Many Saudi banks offer great saving plans for their customers, whereby the longer you save, the greater the returns. Other saving programs can secure monthly dividends and allow you to withdraw funds at any time during the investment period. Yet these programs are not advertised properly so that many Saudis do not know about them, which leads them to waste their monthly salaries on superficial things, according to Shahad Al-Harbi, a Saudi student at Dominican University in Chicago.
Al-Harbi talked about her struggle to save money: “Some of the reasons that might lead to a waste of salary is that I do not plan for a monthly budget, therefore I spend without setting a target goal of savings, or even be aware of the amount I spend.” 
Another issue is “not distinguishing between essentials and luxury spending. A failure to prioritize spending may waste a large part of your salary on unnecessary luxuries,” she added. 

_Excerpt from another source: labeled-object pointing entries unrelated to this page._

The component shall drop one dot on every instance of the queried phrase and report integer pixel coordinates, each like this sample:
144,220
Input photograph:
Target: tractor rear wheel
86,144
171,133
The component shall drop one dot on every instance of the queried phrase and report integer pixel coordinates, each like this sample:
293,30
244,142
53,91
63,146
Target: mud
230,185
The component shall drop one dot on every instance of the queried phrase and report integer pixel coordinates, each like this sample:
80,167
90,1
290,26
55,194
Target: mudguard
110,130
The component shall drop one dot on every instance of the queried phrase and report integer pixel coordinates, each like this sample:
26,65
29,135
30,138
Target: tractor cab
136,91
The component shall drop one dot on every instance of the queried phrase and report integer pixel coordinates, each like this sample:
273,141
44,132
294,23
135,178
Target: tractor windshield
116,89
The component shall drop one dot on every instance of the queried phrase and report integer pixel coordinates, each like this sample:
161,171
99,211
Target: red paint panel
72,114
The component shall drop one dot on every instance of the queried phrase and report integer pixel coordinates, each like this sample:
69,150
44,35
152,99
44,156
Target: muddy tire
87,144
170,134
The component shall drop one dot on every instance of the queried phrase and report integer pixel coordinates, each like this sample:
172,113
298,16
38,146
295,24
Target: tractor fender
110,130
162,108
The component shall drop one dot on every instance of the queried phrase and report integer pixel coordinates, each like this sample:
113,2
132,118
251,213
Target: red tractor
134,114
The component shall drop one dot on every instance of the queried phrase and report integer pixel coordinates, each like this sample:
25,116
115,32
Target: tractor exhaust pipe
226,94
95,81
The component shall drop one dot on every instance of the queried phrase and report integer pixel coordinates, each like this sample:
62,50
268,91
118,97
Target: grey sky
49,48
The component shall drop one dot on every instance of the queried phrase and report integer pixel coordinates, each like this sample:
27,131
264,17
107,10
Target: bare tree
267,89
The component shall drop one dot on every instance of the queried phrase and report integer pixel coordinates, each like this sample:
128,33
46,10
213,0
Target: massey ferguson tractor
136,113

Abdulfattah Khalil, a financial director at a government entity, explained how excessive debt is the main contributor to lack of savings; he said: “Some people resort to debt to solve their financial problems or achieve certain goals. The problem is that they look on borrowing as an additional source of income to spend on consumer items, and the premiums increase because of the large debt until their financial situation gets out of control.  
“Sometimes life throws you a curveball and large sums are required to help you to continue steadily through difficulties, such as unemployment, or an accident which requires savings,” he added.
Muhammed A., a Saudi banker in a prominent bank, believes that Saudi citizens throughout history had a way of saving that was not as an international market behavior or organized saving behavior.
He said: “All of them were different behaviors, such as through real estate, equity or participating with relatives in a business, it wasn’t clear. Now, the market is changing especially through banks, but it does not appeal to the customer. We see that saving in Saudi accounts is not attractive, raising less than 2 percent, a net loss with zakat added. And it evolves with the SIBOR fluctuations.”
He said that there was a big initiative from the government for saving, offering a partial return that is higher.
“We don’t have traditional savings like abroad, we don’t have a business plan in our country, I believe that with the changes in the country things are becoming stabilized but it will take time,” he said.
He added: “Four to five years ago, certain insurance companies offered saving programs, savings for marriages and different initiatives but they didn’t do well. These programs were not attractive, not in the customer’s favor. You started to get your return after the sixth year which is a long period.” 
The banker also argues that it is still a close community, with younger people depending on parents to start their lives.
“However, I can see changes happening with the mentality of youth, perhaps in a few years from now.”
Nowadays some private companies offer great saving plans for their employees.
Nasser Al-Shalhoub, an employee at a semi-government Saudi company, said that his firm offers two programs, a saving program and a saving /investing program.
“The saving program just deducts the amount of your choice from your basic salary, it could be five percent or 10 percent, where you can collect it later 5 or 10 years from now,” said Nasser. “The saving /investing program deducts the amount of your choice from your basic salary and invests in it. Each month you will have a 10 percent profit from the amount that is deducted, which will result in you profiting double the amount you saved. So if you saved SR100,000 within 10 years you will have an extra SR100,000 from investments which means within 10 years you will earn 200,000,” he said.
Finally, determination and commitment are important elements for starting to save. If your first attempt is not successful, there is no harm in continuing trying to achieve your goal.
Learning the culture of saving has many benefits in the long term because the amount saved now will ensure a decent life in the future.